Постижение Петербурга. В чем смысл и предназначение Северной столицы - страница 55
Прежде, при учении и с амвона, неустанно провозглашалось, что центр мира – «…Святая Русь, Третий Рим, противостоящий странам “неправильных”, еретических религий; в основе деления мира, его иерархии лежала конфессиональная принадлежность» [3. С. 41]. В этом мире Россия стояла на недосягаемой вершине. Здесь и только здесь всё было истинно правильное – вера и церковь, государственное устройство и домостроевские устои, города и деревни, войско и оружие, одежда и телеги, лавки и сбитень.

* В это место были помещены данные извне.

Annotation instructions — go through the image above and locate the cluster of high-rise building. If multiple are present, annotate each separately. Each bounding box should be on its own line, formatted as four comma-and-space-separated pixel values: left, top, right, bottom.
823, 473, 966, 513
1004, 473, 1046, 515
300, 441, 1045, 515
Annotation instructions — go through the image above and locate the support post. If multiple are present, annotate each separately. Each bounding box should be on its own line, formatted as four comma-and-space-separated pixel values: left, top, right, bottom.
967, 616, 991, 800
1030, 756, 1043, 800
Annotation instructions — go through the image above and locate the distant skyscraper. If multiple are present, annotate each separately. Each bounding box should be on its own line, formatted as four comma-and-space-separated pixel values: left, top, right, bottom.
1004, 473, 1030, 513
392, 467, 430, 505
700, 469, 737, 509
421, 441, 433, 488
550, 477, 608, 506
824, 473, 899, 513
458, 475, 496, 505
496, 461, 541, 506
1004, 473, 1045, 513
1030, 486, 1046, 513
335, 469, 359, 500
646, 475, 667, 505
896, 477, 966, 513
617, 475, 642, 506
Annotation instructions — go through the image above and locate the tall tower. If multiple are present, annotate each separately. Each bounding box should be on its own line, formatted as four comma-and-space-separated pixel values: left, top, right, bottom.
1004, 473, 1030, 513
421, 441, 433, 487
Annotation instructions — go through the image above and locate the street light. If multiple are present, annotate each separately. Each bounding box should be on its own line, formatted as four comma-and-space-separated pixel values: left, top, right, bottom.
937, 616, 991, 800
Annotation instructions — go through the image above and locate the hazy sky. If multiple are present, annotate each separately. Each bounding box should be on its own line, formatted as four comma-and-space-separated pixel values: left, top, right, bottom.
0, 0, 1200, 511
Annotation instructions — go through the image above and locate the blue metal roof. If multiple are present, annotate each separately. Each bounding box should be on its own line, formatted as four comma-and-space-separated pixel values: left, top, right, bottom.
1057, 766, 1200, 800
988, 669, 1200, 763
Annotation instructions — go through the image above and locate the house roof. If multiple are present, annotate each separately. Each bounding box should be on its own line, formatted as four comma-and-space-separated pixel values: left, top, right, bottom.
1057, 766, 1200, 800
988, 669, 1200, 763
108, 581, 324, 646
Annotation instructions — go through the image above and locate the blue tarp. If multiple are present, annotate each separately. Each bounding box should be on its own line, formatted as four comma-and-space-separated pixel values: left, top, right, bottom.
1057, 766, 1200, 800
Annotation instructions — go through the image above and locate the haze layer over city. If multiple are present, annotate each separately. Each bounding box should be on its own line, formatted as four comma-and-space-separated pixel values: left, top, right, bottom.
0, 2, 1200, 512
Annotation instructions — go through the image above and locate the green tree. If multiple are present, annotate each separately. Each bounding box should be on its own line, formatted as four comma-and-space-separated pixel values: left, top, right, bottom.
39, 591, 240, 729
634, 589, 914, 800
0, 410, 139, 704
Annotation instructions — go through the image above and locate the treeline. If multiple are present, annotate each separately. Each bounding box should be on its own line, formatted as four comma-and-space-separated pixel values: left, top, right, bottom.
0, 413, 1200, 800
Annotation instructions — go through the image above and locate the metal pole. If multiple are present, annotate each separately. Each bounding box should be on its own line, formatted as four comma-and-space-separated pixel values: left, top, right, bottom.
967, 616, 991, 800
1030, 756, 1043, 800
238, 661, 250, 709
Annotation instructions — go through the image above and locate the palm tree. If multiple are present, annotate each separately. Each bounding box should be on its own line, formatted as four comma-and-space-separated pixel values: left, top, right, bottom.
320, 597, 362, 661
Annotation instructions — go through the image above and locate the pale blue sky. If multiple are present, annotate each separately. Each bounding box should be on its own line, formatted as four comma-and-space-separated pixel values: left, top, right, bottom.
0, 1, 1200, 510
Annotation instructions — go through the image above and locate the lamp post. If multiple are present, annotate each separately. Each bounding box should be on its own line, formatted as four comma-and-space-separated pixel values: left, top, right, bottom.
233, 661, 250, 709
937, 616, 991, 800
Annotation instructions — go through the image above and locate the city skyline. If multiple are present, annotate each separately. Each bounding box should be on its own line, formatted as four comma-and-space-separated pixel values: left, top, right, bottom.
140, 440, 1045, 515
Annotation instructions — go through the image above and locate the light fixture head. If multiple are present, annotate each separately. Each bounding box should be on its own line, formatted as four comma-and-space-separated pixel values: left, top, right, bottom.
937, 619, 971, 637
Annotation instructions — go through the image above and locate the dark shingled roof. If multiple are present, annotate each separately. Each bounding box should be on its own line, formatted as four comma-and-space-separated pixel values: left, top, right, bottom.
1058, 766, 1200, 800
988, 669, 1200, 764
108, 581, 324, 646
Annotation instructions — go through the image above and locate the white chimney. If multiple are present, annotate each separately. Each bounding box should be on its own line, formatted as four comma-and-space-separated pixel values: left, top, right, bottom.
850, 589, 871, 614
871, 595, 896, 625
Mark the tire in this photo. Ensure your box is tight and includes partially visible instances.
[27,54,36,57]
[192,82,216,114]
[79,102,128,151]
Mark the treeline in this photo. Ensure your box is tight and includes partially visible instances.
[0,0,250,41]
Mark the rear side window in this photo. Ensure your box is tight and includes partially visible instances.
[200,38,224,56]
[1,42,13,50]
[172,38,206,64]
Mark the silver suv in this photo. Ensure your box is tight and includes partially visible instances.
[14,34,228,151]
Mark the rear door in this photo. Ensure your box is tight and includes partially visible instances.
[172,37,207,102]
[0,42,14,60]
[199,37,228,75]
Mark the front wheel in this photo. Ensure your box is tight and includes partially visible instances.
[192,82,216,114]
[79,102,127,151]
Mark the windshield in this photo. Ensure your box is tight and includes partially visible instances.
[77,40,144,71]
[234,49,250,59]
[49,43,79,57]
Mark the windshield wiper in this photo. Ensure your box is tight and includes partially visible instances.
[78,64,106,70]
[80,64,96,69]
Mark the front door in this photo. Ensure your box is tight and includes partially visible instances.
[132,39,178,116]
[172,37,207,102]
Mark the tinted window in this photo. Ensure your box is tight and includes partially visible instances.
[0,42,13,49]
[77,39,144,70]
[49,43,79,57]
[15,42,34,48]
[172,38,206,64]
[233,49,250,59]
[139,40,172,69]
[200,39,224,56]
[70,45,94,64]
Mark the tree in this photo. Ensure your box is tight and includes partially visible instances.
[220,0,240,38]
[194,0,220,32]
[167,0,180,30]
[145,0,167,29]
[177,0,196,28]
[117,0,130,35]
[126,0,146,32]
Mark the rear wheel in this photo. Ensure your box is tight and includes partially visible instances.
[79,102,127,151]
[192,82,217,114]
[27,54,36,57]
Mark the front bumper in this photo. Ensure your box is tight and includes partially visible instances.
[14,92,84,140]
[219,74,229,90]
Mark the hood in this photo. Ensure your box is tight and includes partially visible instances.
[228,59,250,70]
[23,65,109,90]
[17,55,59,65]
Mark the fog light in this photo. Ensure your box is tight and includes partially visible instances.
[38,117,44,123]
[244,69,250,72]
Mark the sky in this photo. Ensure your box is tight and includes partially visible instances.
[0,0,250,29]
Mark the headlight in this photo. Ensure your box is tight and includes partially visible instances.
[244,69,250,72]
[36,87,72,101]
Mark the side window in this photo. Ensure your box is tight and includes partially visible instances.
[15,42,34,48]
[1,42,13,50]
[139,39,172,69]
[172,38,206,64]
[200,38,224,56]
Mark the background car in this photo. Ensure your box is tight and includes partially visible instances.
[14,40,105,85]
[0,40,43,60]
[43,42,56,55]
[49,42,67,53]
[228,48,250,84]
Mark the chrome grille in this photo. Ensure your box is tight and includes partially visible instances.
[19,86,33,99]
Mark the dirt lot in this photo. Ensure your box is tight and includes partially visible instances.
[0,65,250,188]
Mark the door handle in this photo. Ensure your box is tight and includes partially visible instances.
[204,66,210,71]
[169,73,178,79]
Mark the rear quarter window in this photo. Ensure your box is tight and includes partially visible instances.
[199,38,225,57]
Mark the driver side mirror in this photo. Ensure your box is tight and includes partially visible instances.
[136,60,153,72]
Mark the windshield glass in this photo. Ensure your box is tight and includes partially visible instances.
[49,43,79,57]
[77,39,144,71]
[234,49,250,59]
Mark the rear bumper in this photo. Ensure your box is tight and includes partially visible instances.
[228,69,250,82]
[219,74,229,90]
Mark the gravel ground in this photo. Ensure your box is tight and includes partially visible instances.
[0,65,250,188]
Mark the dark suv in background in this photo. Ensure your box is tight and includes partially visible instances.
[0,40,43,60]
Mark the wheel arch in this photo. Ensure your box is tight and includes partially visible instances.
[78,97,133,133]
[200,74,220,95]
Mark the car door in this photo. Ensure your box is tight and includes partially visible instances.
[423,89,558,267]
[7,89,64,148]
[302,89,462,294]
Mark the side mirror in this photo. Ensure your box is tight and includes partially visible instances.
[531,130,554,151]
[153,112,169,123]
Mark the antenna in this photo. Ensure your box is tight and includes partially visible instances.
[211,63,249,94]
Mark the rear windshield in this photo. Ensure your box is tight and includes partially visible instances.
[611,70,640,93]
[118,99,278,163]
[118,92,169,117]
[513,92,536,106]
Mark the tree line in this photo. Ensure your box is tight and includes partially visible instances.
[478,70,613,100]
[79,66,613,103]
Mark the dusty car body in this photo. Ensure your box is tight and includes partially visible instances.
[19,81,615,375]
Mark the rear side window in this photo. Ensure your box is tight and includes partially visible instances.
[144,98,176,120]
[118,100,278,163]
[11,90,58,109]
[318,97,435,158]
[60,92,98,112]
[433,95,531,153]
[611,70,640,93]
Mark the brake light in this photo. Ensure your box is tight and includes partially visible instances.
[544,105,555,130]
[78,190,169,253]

Нечастые иностранцы, заезжавшие в далёкую Московию, были поражены самодовольством этого народа, который не знал и не желал знать, как живут в других государствах. Дипломат Адольф Лизек в «Сказаниях о посольстве от императора Римского Леопольда к великому царю московскому Алексею Михайловичу в 1675 году» констатировал: «Простой народ… презирает всё иностранное, а всё своё считает превосходным.» [1. С. 73]. Уже не раз упоминавшийся на этих страницах Фридрих-Христиан Вебер отмечал то же самое: в прошлом веке московиты были «самыми тщеславными и прегордыми из людей», «они смотрели на другие народы как на варваров», «их гордость заставляла думать о себе как о народе передовом» [3. С. 30].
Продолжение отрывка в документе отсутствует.